Beiträge von Mark O2

    Erstflug bei 1-3 Bft und hackigem Wind:


    Nachdem ich kurz die Waage angepasst hatte lief der Flügel schon richtig satt.


    Ersteindrücke:

    Er fliegt schon sehr früh für seine Größe und ab 3 Bft hängt er schön satt am Gas. Super stabiler Rückwärtsflug. Fliegt wie auf Schienen! Sideslides gehen, ABER sehen wegen der Form schei*e aus! :D

    DAFÜR ABER: RICHTIG satter Zug und super Speed! :thumbup:


    Der Druckaufbau ist aber auf jeden Fall angenehm linear und der Sweetspot über die Griffe ist schön zu halten.

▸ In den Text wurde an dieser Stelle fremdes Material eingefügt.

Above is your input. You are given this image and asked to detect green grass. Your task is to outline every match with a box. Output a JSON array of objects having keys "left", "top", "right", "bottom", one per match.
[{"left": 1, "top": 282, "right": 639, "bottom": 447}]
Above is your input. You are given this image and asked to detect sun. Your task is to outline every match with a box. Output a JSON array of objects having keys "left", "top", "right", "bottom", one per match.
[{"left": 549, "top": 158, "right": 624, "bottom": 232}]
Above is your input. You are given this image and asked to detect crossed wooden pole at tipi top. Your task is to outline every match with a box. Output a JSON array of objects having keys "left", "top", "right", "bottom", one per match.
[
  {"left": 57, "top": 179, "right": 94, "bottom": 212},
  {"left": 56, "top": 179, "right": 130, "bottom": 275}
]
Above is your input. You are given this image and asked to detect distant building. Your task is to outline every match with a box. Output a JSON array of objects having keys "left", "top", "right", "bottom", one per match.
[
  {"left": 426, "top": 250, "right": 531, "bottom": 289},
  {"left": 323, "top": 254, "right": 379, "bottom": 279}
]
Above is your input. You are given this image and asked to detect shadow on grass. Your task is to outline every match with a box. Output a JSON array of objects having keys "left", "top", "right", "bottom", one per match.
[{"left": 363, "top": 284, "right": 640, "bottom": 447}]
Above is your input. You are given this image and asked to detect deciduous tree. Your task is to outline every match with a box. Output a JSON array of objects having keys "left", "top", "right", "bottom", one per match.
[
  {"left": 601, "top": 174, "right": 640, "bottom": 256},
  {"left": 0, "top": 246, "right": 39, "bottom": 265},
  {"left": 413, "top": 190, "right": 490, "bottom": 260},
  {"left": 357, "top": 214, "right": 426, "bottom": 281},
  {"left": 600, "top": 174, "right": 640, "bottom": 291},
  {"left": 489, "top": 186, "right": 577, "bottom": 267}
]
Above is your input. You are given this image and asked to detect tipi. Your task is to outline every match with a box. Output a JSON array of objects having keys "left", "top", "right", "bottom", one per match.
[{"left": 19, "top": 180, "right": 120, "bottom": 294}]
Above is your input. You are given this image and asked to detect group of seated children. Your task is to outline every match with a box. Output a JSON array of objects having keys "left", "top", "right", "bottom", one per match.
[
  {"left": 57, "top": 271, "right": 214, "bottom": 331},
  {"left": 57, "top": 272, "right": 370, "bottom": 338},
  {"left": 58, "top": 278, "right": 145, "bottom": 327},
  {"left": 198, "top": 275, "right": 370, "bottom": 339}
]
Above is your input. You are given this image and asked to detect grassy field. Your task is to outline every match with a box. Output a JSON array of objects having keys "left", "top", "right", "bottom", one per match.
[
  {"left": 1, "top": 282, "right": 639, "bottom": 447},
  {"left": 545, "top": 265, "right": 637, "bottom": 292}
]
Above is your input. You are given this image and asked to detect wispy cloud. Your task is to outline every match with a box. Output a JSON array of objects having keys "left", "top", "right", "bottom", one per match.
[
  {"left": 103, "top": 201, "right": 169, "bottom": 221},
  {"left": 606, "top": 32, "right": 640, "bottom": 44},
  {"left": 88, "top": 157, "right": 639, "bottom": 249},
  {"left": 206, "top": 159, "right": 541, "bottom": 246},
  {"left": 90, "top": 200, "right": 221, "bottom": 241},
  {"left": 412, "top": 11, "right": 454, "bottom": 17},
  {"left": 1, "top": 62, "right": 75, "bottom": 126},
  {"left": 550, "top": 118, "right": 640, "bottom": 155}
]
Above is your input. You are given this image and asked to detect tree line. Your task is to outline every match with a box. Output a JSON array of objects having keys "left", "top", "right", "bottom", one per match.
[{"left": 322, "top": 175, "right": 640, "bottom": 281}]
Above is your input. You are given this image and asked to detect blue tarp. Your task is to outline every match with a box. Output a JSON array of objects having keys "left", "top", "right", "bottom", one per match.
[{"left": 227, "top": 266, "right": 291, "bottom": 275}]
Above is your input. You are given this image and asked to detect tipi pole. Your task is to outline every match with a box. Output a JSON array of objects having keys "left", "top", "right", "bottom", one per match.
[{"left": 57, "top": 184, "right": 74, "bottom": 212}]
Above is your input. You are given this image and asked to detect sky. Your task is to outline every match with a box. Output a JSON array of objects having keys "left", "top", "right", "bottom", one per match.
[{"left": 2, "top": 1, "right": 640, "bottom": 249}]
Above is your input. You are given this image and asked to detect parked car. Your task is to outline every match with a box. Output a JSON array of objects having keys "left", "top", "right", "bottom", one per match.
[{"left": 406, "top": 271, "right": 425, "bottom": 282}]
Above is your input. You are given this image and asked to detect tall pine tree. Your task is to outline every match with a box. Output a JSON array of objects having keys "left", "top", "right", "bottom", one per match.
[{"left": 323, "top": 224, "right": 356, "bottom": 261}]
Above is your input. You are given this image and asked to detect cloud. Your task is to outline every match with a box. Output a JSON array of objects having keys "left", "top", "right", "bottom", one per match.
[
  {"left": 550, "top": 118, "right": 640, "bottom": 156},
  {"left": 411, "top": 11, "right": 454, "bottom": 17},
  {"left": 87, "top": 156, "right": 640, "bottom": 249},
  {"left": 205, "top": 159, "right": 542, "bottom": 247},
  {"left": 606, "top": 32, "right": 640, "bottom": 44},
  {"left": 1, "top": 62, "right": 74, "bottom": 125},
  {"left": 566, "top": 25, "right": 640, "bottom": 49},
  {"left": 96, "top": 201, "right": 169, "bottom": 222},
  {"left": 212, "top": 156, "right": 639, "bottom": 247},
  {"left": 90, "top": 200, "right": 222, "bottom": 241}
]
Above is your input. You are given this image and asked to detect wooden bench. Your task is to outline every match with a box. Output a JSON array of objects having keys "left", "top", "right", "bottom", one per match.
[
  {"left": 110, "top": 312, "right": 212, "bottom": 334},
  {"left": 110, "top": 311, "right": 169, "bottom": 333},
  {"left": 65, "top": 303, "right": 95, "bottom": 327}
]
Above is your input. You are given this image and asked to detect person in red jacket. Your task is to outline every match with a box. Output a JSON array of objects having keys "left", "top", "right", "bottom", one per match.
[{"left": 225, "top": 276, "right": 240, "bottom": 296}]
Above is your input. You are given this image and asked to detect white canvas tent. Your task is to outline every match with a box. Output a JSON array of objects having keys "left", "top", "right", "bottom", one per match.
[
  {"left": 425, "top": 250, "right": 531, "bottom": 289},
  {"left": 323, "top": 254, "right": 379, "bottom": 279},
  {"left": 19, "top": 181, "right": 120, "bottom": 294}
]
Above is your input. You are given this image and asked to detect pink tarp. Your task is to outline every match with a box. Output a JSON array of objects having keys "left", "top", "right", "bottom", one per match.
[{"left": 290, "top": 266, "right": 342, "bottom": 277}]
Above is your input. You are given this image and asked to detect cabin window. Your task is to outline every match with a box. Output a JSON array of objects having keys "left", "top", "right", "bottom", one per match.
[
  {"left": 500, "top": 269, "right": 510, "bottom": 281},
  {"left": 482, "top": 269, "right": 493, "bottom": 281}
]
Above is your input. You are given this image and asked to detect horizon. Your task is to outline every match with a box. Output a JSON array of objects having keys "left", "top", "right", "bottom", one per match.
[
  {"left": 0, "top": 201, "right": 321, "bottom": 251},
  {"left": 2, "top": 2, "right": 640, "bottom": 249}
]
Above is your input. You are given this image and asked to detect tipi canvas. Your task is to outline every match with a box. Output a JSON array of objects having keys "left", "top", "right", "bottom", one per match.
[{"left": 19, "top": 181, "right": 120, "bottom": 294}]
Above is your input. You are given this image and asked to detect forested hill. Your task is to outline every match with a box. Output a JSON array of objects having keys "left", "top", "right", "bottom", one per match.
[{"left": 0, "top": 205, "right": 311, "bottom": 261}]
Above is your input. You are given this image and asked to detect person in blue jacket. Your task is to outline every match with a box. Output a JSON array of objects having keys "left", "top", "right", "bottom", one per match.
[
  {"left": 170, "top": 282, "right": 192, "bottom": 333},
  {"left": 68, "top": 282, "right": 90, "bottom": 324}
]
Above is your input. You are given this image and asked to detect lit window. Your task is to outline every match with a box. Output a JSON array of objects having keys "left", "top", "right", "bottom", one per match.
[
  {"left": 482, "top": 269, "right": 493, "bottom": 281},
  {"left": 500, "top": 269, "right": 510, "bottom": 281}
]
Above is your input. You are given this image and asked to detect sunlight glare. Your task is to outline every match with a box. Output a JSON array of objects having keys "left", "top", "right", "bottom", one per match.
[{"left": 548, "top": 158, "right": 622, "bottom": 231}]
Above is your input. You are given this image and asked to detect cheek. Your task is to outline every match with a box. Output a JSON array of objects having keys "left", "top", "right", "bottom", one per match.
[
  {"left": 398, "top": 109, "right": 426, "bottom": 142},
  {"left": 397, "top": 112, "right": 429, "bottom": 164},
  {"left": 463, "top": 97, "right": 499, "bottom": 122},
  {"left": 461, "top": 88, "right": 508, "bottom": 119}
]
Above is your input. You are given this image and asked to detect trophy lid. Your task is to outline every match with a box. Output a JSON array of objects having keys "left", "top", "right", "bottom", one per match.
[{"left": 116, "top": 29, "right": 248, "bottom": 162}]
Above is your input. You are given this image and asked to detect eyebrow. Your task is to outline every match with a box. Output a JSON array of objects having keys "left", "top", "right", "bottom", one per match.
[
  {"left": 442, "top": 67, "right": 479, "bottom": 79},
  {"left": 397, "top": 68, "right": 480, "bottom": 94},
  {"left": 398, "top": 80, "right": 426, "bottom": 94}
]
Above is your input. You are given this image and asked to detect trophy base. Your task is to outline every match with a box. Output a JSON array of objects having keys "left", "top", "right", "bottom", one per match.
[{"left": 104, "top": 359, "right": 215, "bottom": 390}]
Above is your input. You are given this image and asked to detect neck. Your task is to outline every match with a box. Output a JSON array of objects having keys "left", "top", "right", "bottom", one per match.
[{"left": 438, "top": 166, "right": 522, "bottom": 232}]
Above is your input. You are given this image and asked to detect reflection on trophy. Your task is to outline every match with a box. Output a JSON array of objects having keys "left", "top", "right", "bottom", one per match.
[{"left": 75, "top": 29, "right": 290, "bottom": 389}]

    Der Rückwärtsflug hat mich total überrascht. Habe noch nie einen so sauberen Rückwärtskreis geflogen! :)


    Er ist natürlich kein Highend-Präzisions-Rev - > dafür ist er nicht gebaut! Bin aber sogar ne Clock geflogen damit. GING! :P Auch Divestops gingen, aber es sollten mindestens 3 Bft+ dafür sein.

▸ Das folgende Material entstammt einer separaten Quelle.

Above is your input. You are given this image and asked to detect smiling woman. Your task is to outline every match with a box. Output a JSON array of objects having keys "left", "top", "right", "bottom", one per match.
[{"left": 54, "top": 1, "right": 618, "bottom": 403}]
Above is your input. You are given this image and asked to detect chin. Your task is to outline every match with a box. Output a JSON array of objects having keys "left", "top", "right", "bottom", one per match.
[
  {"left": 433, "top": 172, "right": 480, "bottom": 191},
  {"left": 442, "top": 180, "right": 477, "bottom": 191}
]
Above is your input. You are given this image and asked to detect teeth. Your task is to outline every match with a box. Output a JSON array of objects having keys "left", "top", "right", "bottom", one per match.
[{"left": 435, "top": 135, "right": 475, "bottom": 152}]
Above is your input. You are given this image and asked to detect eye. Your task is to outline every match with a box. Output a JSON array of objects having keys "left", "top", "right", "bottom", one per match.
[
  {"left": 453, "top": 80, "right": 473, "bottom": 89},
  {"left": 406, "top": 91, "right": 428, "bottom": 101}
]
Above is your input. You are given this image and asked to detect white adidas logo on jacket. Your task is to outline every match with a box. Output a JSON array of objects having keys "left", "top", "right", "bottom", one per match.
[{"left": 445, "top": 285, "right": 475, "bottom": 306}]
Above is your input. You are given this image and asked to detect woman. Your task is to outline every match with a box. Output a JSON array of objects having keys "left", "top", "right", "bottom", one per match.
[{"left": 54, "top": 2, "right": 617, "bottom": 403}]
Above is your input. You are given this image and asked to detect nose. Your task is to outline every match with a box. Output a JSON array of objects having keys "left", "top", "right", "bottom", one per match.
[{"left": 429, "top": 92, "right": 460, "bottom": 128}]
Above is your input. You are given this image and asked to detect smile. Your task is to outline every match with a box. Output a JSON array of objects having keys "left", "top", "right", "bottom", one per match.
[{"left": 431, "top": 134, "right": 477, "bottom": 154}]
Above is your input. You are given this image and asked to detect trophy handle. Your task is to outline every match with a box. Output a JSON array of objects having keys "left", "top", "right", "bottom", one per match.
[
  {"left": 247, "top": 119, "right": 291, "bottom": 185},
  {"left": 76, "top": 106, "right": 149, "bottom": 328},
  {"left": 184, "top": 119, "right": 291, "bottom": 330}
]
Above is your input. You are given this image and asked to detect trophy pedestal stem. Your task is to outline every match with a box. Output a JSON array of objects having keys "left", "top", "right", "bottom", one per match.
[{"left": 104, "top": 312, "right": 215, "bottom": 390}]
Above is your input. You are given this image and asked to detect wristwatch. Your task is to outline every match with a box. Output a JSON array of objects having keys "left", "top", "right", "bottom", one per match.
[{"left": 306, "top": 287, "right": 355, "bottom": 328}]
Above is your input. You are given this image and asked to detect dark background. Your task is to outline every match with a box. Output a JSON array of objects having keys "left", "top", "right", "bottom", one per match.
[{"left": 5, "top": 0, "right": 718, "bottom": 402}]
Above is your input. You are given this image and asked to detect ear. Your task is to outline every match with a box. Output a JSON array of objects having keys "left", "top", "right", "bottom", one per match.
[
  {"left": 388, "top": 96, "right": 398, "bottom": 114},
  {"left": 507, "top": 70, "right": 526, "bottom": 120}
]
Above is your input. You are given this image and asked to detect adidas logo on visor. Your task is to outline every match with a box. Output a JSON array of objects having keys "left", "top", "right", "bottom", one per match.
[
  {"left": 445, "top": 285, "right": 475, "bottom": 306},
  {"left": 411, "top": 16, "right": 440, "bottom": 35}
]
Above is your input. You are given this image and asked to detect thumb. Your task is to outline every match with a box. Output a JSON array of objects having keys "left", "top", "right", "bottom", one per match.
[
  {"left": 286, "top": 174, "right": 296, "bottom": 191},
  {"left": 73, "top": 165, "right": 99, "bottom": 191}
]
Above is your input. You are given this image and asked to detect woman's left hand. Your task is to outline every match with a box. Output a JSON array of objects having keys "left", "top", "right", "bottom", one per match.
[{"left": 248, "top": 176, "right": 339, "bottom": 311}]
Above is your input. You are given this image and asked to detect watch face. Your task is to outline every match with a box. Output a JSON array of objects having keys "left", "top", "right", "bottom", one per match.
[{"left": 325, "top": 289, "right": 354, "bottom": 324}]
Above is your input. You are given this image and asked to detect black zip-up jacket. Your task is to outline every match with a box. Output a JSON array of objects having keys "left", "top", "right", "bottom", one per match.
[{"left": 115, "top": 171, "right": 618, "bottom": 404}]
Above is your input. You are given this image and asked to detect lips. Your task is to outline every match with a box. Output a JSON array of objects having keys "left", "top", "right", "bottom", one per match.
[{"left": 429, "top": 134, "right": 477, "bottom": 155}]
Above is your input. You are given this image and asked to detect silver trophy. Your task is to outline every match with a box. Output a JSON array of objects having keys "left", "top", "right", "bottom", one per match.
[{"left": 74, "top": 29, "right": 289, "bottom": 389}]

    Aktuell hat er ja kein Schenkel an die Leitkantenspitze! DA wollte ich noch einen Schenkel mit dazu packen und sehen wie sich das auswirkt auf die Präzision.


    Als Zweileiner habe ich kurz probiert über die Steuerleinen mit den Vierleinergriffen, aber 25 m Leinen sind zu kurz dafür (viel zu kleines Windfenster damit bei dem Wind). Er hatte auch noch etwas geruckelt dabei. Braucht noch Feintuning. Evtl. muss ich Schenkel verlängern oder längere Knotenleitern machen. Etwas mehr Wind wäre sicher besser gewesen zum Testen.


    Zweileiner versuchte ich aktuell mit Schiebeknotenlösung, also ohne Verlängerungs-Zusatzschenkel wie beim Großen, aber 25 m Leine waren auf jeden Fall unpassend.


    Also - DA GEHT NOCH WAS! :thumbsup:

    -> Freue mich auf das Feintuning im Urlaub dann! 8)

    Gute Idee, aber ich bin ja Fan von "frei verformbaren" Teilen ^^ . - Kann man aber auf jeden Fall versuchen - ggf. für ne "Race" Version! hmmmmmm :) :whistling:


    Ich bin mir aber sicher, dass der Flügel auch ohne oQS problemlos fliegt (auch als Zweileiner). Der Große macht das ja auch. Die Idee mit der oQS ist einfach um ihm einen noch größeren Windbereich zu geben. Bin immer über Kites happy die einen gewaltigen Windbereich abdecken.


    Im Übrigen habe ich auch beim Kleinen darauf geachtet, dass ich ihn auf 65 cm Packmaß bringen kann. Also perfekt als Reisekite. Der Große hat ja auch ein super kleines Packmaß.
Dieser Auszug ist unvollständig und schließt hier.